In connection with the tender offer, NRG is soliciting the consents of holders of the 2016 Notes to certain proposed amendments to the indenture governing the 2016 Notes (the “indenture”). The primary purpose of the consent solicitation and proposed amendments is to eliminate substantially all of the restrictive covenants and certain events of default and related provisions. NRG intends to redeem any 2016 Notes that remain outstanding after the consummation of the tender offer as promptly as practicable after the expiration date in accordance with the terms of the indenture, as such indenture is amended pursuant to the proposed amendments.
Under the terms of the tender offer, holders of the 2016 Notes that validly tender and do not validly withdraw their 2016 Notes and consents prior to 5:00 p.m. New York City time on May 23, 2011 (as such time and date may be extended, the “consent date”) will receive the “total consideration” of $1,039.38 per $1,000 principal amount of notes, which includes the consent payment of $10.00 per $1,000 principal amount of notes, plus an amount equal to any accrued and unpaid interest up to, but not including, the initial payment date. Holders of the 2016 Notes that validly tender their 2016 Notes after the consent date but on or before the expiration date will receive only the “tender consideration” of $1,029.38 per $1,000 principal amount of notes, plus an amount equal to any accrued and unpaid interest up to, but not including, the final payment date. Holders of notes tendered after the consent date will not receive the consent payment.
This press release does not constitute a notice of redemption under the optional redemption provisions of the indenture governing the 2016 Notes, nor does it constitute an offer to sell, or a solicitation of an offer to buy, any security, including the New Notes, nor does it constitute an offer, solicitation or sale in any jurisdiction in which such offer, solicitation or sale is unlawful.

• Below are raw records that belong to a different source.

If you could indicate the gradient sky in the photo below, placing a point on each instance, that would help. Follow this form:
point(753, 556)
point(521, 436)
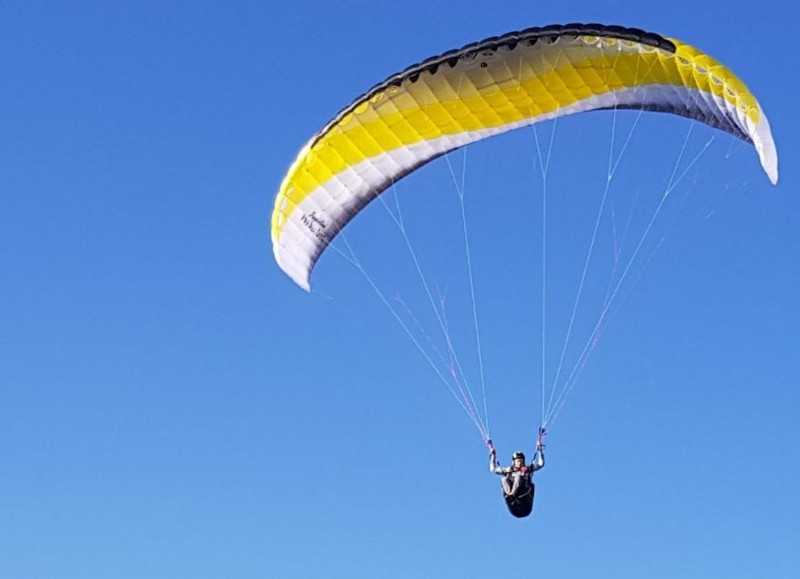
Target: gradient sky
point(171, 405)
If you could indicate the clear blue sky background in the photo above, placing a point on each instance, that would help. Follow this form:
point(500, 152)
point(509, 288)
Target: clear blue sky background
point(171, 405)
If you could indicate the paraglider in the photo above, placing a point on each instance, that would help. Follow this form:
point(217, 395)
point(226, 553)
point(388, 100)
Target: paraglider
point(517, 482)
point(484, 89)
point(487, 88)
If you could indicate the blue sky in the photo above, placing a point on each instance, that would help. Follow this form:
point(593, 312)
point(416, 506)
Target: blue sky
point(171, 405)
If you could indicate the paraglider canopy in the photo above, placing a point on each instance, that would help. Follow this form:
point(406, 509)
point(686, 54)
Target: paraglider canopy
point(487, 88)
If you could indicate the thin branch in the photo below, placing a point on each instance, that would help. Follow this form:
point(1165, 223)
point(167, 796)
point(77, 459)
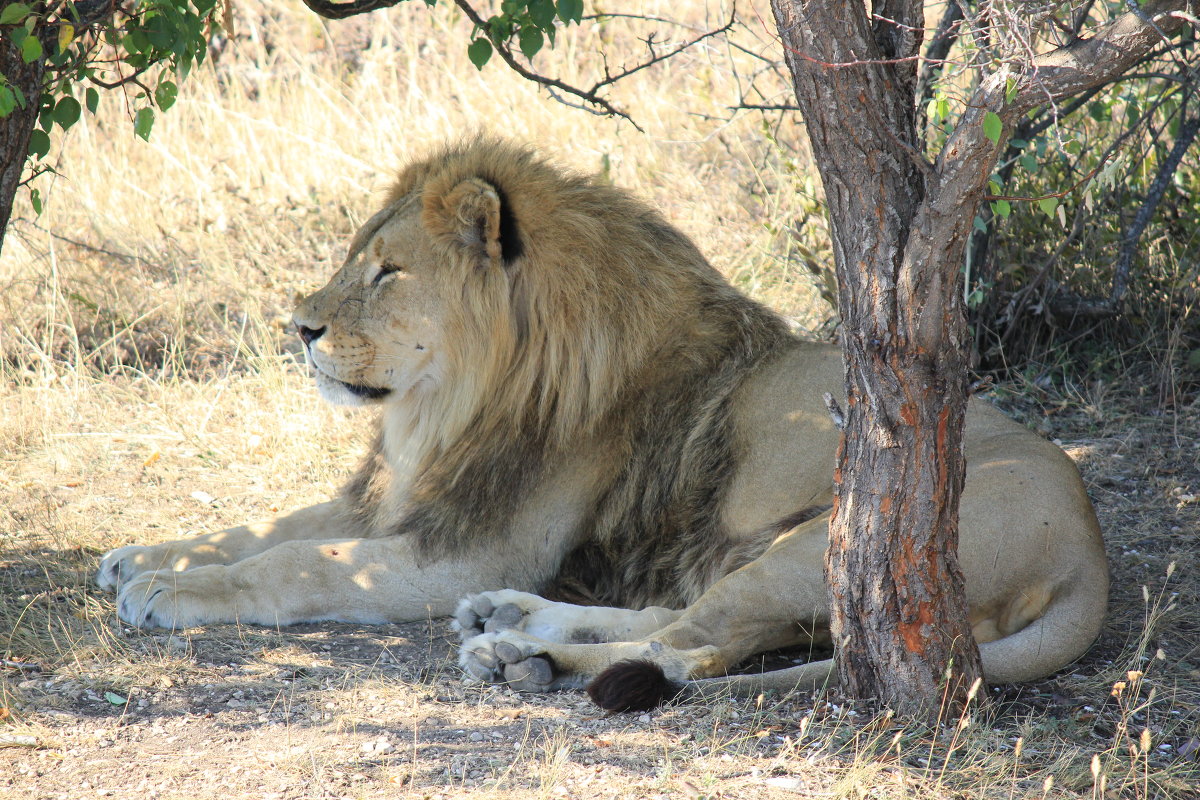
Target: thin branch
point(611, 79)
point(343, 10)
point(507, 54)
point(1087, 62)
point(1183, 139)
point(753, 107)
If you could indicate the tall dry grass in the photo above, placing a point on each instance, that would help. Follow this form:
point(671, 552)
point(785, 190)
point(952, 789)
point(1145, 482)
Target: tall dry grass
point(149, 385)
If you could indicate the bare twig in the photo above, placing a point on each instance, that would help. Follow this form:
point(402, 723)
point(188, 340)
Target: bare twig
point(544, 80)
point(1183, 139)
point(343, 10)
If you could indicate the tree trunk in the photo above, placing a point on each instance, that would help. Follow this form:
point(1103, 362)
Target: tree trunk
point(16, 127)
point(898, 609)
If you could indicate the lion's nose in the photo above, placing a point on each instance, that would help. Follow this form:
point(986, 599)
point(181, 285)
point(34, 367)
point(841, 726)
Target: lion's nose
point(309, 334)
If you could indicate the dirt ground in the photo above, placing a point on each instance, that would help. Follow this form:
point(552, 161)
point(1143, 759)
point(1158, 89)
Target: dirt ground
point(95, 709)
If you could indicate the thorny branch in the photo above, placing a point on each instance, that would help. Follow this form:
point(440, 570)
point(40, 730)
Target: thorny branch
point(591, 96)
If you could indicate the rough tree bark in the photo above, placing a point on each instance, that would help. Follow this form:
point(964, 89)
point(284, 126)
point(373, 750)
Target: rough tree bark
point(900, 226)
point(898, 605)
point(16, 127)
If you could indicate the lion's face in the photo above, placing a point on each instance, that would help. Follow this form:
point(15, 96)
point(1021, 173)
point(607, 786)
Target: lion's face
point(373, 332)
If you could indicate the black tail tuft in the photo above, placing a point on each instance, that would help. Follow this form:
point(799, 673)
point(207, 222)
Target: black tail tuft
point(631, 685)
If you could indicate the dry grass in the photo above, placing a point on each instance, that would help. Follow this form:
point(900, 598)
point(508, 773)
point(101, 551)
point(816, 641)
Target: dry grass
point(149, 390)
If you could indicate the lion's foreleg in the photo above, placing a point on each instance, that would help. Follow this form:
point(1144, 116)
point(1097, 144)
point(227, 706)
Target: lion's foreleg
point(323, 521)
point(349, 581)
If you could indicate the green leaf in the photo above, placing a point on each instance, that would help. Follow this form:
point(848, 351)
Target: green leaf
point(570, 11)
point(39, 143)
point(66, 112)
point(165, 95)
point(30, 49)
point(13, 13)
point(479, 52)
point(531, 40)
point(993, 127)
point(143, 121)
point(541, 12)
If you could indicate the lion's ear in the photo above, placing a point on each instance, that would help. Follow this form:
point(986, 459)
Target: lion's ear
point(475, 214)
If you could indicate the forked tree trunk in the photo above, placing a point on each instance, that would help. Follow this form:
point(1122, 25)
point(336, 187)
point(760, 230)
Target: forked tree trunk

The tender offer is contingent upon the satisfaction of certain conditions, including the condition that NRG shall have raised at least $2.0 billion in gross proceeds from the offerings of the New Notes on or prior to the initial payment date. Adoption of the proposed amendments is not a condition to the obligation of NRG to purchase the 2016 Notes under the tender offer. Full details of the terms and conditions of the tender offer and consent solicitation are included in NRG’s offer to purchase and consent solicitation, dated May 10, 2011.